PAYMENTS SUBJECT TO SECTION 409A

Subject to the provisions in this Exhibit A, any severance payments or benefits under this letter shall begin only upon the date of the Employee’s “separation from service” (determined as set forth below) which occurs on or after date of the termination of his employment. The following rules shall apply with respect to distribution of the payments and benefits, if any, to be provided to you under this letter:

(i) It is intended that each installment of the severance payments and benefits provided under this letter shall be treated as a separate “payment” for purposes of Section 409A of the Internal Revenue Code and the guidance issued thereunder (“Section 409A”).
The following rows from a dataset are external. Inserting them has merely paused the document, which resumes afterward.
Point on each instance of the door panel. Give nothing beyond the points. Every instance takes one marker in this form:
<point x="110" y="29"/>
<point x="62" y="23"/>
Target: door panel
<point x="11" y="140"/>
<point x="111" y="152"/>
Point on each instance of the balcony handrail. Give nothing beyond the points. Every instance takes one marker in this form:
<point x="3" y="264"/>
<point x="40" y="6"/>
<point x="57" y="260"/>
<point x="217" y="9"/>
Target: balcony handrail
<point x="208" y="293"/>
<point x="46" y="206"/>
Neither the Company nor you shall have the right to accelerate or defer the delivery of any such payments or benefits except to the extent specifically permitted or required by Section 409A.

(ii) If, as of the date of your “separation from service” from the Company, you are not a “specified employee” (within the meaning of Section 409A), then each installment of the severance payments and benefits shall be made on the dates and terms set forth in this letter.
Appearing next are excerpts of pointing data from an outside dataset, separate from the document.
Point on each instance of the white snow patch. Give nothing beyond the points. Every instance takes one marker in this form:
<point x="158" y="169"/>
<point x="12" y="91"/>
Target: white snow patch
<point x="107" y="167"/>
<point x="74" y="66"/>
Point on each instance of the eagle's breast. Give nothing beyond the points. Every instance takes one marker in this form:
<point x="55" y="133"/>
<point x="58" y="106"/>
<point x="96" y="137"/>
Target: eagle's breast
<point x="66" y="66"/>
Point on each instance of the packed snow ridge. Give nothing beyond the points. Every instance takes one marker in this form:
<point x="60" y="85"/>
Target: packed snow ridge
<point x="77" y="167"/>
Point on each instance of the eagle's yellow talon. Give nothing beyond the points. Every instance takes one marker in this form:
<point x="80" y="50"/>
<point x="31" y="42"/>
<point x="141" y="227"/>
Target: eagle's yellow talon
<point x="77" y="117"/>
(iii) If, as of the date of your “separation from service” from the Company, you are a “specified employee” (within the meaning of Section 409A), then:

(a) Each installment of the severance payments and benefits due under this letter that, in accordance with the dates and terms set forth herein, will in all circumstances, regardless of when the separation from service occurs, be. paid within the Short-Term Deferral Period (as hereinafter defined) shall be treated as a short-term deferral within the meaning of Treasury Regulation Section 1.409A-1(b)(4) to the maximum extent permissible under Section 409A. For purposes of this letter, the “Short-Term Deferral Period” means the period ending on the later of the 15th day of the third month following the end of the Employee’s tax year in which the separation from service occurs and the 15th day of the third month following the end of the Company’s tax year in which the separation from service occurs; and

(b) Each installment of the severance payments and benefits due under this letter that is not described in paragraph 3(a) above and that would, absent this subsection, be paid within the six-month period following your “separation from service” from the Company shall not be paid until the date that is six months and one day after such separation from service (or, if earlier, your death), with any such installments that are required to be delayed being accumulated during the six-month period and paid in a lump sum on the date that is six months and one day following your separation from service and any subsequent installments, if any, being paid in accordance with the dates and terms set forth herein; provided, however, that the preceding provisions of this sentence shall not apply to any installment of severance payments and benefits if and to the maximum extent that that such installment is deemed to be paid under a separation pay plan that does not provide for a deferral of compensation by reason of the application of Treasury Regulation 1.409A-1(b)(9)(iii) (relating to separation pay upon an involuntary separation from service). Any installments that qualify for the exception under Treasury Regulation Section 1.409A-1(b)(9)(iii) must be paid no later than the last day of your second taxable year following the taxable year in which the separation from service occurs.

(iv) The determination of whether and when your separation from service from the Company has occurred shall be made and in a manner consistent with, and based on the presumptions set forth in, Treasury Regulation Section 1.409A-1(h). Solely for purposes of this paragraph, “Company” shall include all persons with whom the Company would be considered a single employer under Section 414(b) and 414(c) of the Code.

(v) All reimbursements and in-kind benefits provided under this letter shall be made or provided in accordance with the requirements of Section 409A to the extent that such reimbursements or in-kind benefits are subject to Section 409A.